Le recueil multiplie lui-même les sutures, en alternant entre deux types de sections, qui ont chacune leur angle propre. Les sections « Altérités » sont centrées sur le rétrécissement de la vie du « je » et son effondrement.
je triche sur le violet de mes cernes
mes paupières rapetissent
lorsque j’esquisse des catastrophes naturelles
le sang pulse
et les dialectes tombent comme le verre
je ne parle plus
je ramasse des éclats
Les sections « Entropies » décrivent elles aussi l’état des lieux d’une relation qui se défait, mais, cette fois, au « nous ».
nous comptons les fioles et les degrés de pollution
derrière les vitres une partie de nos délires
pour ne plus feindre l’activité cardiaque
nous attendons d’expirer des forêts
une partie de ses morts
juste pour voir jusqu’où ira
toute cette limaille
Si le détail du propos demeure généralement énigmatique, une partie du poème « Altérités VI » expose clairement pour sa part la douleur liée au deuil, à la perte et au manque.
j’ai fait mes calculs
mon deuil à partir de la cuisse
lorsqu’on ouvre un cerf
des figures de la même encre
je sais que je ne reviendrai pas de tout ce sang
une partie de toi
ton cœur au khôl je crois
Il est beaucoup question de gibiers, dans ce recueil. Des carcasses d’animaux morts dont « on ouvre en deux l’abdomen », comme pour se donner une occasion de « cherche[r] l’espace négatif en [s]oi / ce qui s’imprime à l’envers des vanités et du désir ». On ne trouve pas nécessairement ce qu’on cherche, et peut-être vaudrait-il mieux « laisser pourrir les bois » au-dessus des « abandons les débris de cervelles », dans l’indécision. Ces images un peu lugubres disent très certainement la fin de ce qui a existé. Toutefois, elles disent aussi le cycle des transformations et renouvellements des phénomènes qui s’opèrent entre un état et le suivant. C’est là le véritable thème du recueil, et ce qui lui confère son insaisissabilité.
je suis brûlée de pleurs
j’en fais du quartz
sur des feuilles de tabac
je traduis des histoires de pertes
des histoires où je porte au ventre
la pharmacopée qui me lie à l’autre
Rien n’est certain. La séparation non plus. Il y a « une fin du monde [qui] s’agrippe à nos vertèbres / la myrrhe pour les calculs de résistance ». La myrrhe étant une résine aromatique (proche de l’encens) jadis utilisée dans les préparations destinées à l’embaumement des cadavres, on peut en déduire que quelque chose s’oppose à la fermeture irrévocable des dossiers…
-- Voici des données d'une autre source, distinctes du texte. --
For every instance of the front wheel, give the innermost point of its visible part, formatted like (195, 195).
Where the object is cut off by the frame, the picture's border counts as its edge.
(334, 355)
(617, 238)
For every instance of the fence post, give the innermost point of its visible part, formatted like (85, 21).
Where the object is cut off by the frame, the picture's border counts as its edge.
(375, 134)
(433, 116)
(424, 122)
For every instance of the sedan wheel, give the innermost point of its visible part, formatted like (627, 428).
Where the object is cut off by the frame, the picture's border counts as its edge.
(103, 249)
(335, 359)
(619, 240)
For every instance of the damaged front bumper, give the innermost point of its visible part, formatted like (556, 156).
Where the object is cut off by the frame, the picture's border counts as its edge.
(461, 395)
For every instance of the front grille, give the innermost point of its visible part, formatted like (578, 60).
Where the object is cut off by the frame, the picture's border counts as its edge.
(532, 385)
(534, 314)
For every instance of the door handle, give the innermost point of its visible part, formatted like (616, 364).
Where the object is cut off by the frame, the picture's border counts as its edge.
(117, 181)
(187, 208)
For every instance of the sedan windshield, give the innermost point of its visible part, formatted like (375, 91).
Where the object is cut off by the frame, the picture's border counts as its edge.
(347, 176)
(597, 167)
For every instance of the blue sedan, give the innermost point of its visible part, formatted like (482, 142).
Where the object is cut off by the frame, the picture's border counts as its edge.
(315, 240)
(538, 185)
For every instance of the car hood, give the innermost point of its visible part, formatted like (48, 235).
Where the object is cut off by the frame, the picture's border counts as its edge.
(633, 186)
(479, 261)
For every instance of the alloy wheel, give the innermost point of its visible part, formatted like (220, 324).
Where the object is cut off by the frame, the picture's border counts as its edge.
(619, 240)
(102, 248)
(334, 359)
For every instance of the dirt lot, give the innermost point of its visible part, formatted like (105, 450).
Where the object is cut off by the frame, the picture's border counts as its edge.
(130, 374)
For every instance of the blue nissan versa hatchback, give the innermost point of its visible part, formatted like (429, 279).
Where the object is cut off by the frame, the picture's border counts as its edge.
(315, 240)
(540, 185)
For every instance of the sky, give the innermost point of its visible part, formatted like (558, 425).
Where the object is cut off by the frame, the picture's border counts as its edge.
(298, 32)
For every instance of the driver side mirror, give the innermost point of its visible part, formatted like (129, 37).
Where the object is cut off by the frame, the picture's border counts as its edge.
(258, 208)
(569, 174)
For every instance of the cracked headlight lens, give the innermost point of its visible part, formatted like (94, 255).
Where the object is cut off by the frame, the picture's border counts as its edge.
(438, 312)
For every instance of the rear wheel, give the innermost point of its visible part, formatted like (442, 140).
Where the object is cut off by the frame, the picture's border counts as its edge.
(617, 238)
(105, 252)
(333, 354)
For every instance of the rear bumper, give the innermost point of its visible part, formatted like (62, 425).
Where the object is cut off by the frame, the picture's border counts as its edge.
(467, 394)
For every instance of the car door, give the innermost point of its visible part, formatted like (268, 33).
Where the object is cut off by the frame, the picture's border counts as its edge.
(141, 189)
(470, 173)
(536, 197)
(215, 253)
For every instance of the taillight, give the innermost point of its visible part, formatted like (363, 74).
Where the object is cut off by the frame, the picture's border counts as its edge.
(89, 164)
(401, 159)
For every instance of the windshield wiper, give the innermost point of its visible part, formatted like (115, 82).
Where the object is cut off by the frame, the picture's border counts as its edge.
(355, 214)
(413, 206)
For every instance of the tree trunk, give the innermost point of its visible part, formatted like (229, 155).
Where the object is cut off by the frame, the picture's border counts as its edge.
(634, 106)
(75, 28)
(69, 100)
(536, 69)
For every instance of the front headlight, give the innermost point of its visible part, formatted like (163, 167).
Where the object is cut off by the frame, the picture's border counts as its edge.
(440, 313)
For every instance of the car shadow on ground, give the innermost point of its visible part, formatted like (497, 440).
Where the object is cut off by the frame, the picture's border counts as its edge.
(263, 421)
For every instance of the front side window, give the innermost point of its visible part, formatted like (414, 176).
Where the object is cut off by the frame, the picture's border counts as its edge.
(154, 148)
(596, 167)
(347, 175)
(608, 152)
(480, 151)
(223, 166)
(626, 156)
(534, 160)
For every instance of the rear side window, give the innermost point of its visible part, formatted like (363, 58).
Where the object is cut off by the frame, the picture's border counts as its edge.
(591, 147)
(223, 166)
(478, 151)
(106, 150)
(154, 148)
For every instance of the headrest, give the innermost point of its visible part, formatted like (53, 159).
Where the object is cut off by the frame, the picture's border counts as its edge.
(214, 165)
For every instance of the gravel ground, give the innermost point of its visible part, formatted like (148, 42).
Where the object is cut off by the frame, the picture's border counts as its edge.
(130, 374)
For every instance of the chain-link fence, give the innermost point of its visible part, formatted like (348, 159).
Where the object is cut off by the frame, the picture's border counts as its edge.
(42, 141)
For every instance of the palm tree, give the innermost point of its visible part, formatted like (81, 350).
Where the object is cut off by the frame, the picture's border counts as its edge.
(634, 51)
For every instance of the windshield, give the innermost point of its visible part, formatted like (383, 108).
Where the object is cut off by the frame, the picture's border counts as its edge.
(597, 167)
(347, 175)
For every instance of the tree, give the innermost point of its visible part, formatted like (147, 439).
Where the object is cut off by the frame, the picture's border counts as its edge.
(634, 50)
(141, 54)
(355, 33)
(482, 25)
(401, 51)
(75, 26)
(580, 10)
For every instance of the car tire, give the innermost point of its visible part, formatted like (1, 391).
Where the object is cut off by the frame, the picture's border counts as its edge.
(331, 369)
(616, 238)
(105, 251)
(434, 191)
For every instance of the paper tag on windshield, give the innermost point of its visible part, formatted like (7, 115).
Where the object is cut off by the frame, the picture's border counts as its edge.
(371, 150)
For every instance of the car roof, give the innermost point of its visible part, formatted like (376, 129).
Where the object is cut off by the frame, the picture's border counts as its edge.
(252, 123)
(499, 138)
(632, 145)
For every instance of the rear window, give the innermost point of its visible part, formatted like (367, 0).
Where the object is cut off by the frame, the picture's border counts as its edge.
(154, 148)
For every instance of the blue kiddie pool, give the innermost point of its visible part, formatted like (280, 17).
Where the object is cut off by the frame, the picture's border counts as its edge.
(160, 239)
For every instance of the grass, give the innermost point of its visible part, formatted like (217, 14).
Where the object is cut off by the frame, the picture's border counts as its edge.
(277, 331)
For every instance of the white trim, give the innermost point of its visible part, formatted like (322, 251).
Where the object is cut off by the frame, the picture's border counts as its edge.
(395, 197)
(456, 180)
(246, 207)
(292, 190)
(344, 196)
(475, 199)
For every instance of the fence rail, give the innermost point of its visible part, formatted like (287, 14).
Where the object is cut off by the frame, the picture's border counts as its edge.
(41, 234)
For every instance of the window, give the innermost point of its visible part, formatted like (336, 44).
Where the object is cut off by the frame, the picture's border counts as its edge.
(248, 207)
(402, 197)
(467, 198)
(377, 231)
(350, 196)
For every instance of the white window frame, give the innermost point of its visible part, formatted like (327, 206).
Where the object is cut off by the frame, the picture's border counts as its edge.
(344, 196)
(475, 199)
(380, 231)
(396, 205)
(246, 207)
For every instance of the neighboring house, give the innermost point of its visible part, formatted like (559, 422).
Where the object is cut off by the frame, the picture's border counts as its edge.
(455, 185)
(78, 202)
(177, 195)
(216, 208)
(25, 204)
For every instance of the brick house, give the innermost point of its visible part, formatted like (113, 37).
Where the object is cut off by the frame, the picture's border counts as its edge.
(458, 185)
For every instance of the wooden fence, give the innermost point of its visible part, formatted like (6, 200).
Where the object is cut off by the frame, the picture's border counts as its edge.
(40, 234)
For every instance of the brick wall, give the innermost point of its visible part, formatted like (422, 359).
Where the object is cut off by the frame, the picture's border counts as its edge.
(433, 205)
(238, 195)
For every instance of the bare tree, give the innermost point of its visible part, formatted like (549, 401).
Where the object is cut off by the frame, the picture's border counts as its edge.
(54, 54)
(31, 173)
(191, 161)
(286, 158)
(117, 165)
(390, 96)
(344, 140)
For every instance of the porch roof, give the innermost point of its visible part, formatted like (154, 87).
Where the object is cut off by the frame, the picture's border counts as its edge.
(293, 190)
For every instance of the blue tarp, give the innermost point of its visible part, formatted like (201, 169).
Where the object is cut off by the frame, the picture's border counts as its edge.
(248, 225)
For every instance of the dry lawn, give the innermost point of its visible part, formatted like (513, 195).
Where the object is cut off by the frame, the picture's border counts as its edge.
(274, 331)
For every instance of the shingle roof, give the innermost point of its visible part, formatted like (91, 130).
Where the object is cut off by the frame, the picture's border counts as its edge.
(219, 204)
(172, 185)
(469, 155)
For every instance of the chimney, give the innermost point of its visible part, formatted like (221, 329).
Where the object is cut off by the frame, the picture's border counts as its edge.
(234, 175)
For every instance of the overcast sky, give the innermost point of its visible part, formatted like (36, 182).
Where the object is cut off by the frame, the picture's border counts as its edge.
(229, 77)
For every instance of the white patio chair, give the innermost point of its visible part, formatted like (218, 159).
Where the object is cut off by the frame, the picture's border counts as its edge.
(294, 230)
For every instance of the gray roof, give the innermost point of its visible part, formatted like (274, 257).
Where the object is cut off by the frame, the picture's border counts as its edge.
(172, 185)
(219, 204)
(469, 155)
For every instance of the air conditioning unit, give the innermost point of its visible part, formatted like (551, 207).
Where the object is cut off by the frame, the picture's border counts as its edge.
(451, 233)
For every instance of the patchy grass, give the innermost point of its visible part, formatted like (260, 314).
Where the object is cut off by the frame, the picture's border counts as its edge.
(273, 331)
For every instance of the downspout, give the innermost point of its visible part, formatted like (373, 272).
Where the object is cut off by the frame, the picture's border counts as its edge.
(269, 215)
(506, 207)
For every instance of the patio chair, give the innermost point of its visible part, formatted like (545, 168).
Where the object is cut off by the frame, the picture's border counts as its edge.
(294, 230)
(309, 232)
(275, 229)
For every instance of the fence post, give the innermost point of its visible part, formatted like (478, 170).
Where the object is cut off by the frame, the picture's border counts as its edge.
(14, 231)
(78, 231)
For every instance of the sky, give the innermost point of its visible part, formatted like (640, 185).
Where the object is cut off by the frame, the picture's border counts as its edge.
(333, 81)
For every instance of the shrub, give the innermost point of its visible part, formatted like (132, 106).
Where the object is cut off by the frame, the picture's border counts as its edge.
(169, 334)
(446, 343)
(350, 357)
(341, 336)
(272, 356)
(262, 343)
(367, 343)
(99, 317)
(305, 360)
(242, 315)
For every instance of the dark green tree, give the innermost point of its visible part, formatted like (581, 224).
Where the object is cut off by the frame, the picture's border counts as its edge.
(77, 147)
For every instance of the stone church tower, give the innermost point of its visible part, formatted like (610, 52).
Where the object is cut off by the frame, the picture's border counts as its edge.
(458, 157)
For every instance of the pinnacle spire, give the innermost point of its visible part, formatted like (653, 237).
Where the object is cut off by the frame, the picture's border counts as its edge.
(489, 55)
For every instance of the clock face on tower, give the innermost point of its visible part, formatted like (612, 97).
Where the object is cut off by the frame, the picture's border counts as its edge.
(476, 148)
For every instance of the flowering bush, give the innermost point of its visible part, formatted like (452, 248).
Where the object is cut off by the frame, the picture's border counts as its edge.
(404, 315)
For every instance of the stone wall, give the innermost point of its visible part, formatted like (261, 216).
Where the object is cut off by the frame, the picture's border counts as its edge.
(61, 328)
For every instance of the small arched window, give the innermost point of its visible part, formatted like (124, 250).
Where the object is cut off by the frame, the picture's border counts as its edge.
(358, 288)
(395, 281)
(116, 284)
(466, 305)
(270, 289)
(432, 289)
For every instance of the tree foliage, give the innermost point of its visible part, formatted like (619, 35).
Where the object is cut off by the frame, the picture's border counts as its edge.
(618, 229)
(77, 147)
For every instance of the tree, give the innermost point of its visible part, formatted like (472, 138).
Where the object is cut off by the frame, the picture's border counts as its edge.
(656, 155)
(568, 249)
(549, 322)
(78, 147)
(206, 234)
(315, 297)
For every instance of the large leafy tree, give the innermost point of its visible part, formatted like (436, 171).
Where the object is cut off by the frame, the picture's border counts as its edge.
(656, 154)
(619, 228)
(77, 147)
je tente de garder notre gabarit intact
nous donner un matériau puissant
où aligner nos blessures pour l’amour
et moi un à un me délester de mes chablis
[///]
tu me montres comment percer à jour l’antilope
comment remonter le fil des sutures
comment soigner sans le formol et les aiguilles
se fomentent alors dans nos veines de petits papillons
Du premier au dernier mot de ce recueil splendide, on demeure dans l’indéfini pluriel de l’art poétique. Un modèle du genre !
[1] Selon la description qu’en fait la maison.
[2] Les deux premiers titres étaient de Jean-Philippe Bergeron (en 2014), puis d’Emmanuel Simard (en 2019).
[3] Dans le panthéon hindou, Devi mata est associée à la déesse-mère, créatrice de l’univers. Tandis qu’Horus – puisqu’il est question de « médecins à bec d’oiseau » – est l’un des plus anciens dieux d’Égypte, chargé de gouverner le ciel et le soleil. Il est aussi un guérisseur exorciste qui éloigne les mauvais esprits.
[4] Les peintures de Harton sont souvent faites à partir de médias mixtes. Comme les poèmes.